To 3) It has also been defined a gene locus that corresponds to the HKT1 gene, which is a sodium influx transporter. The HKT1 expression is restricted to the phloem tissue in all organs strongly reducing sodium concentration in the phloem sap. HKT1 is probably involved in the recirculation of sodium from the shoots to the roots by mediating sodium loading into the phloem sap in shoots and unloading in the roots. The high-affinity carrier HKT1, a Na+-K+ symporter, is also required for continued K+ uptake during salt stress (Uozumi et al. 2000). High external Na+ concentrations inhibited HKT1-mediated K+ influx (Rubio et al. 1995) and transgenic wheat with reduced HKT1 expression exhibited significantly less Na+ uptake and enhanced tolerance to salinity (Laurie et al. 2002). This suggests that HKT1 is an important determinant of salt tolerance (Katiyar-Agarwal, 2005). However, attempts to improve the salt tolerance of crops through conventional breeding programmes have met with very limited success, due to the complexity of the trait: salt tolerance is complex as well genetically as physiologically. The quick check systems of salt resistance mechanisms together with these molecular studies have the potential to uncover approaches to improve the performance of crop plants under saline conditions.

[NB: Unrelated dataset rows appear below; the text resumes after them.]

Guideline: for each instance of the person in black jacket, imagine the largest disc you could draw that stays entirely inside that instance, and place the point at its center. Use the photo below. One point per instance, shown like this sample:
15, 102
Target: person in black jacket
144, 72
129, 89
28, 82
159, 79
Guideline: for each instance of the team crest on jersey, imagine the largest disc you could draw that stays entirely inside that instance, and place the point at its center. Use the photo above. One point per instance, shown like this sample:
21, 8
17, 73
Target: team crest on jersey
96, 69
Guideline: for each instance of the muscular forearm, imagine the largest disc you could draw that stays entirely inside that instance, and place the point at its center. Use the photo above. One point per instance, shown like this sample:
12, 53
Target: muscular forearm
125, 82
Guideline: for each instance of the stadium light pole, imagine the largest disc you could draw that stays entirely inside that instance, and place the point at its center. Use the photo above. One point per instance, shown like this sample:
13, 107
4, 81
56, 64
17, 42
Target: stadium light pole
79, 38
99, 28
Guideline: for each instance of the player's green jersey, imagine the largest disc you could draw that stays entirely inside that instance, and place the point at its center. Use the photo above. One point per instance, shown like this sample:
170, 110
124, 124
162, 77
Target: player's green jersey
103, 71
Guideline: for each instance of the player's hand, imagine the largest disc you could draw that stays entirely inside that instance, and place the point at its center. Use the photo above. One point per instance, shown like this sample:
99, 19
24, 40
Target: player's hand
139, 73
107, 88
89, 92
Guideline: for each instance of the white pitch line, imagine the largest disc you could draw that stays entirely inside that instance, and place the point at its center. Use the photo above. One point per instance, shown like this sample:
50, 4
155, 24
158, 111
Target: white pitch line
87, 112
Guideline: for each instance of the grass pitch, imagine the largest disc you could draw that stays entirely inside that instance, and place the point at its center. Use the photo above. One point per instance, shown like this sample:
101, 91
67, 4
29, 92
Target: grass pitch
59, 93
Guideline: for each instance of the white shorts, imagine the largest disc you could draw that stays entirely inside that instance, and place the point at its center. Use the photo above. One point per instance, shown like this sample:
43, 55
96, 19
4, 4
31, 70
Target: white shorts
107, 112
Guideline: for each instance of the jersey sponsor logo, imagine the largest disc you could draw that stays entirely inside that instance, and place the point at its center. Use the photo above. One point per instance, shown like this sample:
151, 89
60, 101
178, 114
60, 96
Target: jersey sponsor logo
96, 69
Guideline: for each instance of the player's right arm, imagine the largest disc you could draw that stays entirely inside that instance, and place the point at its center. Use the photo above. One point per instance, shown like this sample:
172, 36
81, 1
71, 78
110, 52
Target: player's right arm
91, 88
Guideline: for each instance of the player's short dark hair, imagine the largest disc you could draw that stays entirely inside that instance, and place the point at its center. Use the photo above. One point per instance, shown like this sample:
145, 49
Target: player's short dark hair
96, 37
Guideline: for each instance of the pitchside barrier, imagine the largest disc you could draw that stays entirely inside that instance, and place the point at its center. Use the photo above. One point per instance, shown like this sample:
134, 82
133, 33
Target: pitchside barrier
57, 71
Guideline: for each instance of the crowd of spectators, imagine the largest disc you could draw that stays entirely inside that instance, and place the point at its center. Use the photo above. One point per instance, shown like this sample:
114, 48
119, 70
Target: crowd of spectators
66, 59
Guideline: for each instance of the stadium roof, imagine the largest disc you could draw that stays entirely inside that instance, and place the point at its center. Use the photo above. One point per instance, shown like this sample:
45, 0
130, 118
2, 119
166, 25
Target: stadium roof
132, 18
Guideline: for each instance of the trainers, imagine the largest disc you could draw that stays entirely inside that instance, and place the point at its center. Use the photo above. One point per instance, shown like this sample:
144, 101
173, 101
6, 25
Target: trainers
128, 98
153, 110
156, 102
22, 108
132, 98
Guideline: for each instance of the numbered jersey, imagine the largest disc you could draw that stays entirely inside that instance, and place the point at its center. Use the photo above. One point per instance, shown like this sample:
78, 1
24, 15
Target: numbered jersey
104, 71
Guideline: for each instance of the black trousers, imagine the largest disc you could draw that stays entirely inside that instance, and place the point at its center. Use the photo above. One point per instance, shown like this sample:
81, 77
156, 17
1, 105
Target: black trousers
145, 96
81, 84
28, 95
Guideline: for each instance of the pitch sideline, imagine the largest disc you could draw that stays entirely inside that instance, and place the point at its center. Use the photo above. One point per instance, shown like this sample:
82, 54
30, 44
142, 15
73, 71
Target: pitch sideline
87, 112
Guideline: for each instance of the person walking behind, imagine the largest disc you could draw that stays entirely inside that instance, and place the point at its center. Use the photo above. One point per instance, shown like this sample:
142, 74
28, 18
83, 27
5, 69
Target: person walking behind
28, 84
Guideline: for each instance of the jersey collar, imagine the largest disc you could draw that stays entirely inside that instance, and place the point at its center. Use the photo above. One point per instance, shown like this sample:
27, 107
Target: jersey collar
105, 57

Although the tolerance of saline conditions by plants is variable, crop species are generally intolerant of 30% of the concentration of salts found in seawater. This is the gap for the utilization of cash crop halophytes. Although the conclusion was early drawn that halophytes differ from glycophytes quantitatively rather than qualitatively (Waisel, 1972), the halophyte compartmentalisation, water use efficiency and ion selectivity is still clearly superior and not well understood until now.
It is conceivable that approaches that identify specific genes that are up- or down-regulated either through the analysis of RNA (Kawasaki et al., 2001) or proteins (Salekdeh et al., 2002) might provide more information soon. However, choosing key genes for tolerance is currently far from happening. The road to engineer such tolerance into sensitive species will be long.
Time is running out and the last decade has witnessed a sharp increase in losses of arable land from salinisation especially in the arid and semi-arid region. As shown above, salinity is an ever-present threat to crop yields, especially in countries where irrigation is an essential aid to agriculture (Flowers, 2003). Irrigation farming is expanding fast and many fields have reached a soil salinity level which prevents farmers from raising common crops. At least until the breeding of salt tolerant crops will succeed, we need to reduce the pressure on fresh water resources by acquiring and testing candidate halophyte species, screening germplasm under highly saline conditions and developing management techniques for productive use of halophytes. The further use of halophytes is the only available way for a sustainable utilization.and is an efficient resource for the reduction of the water crisis.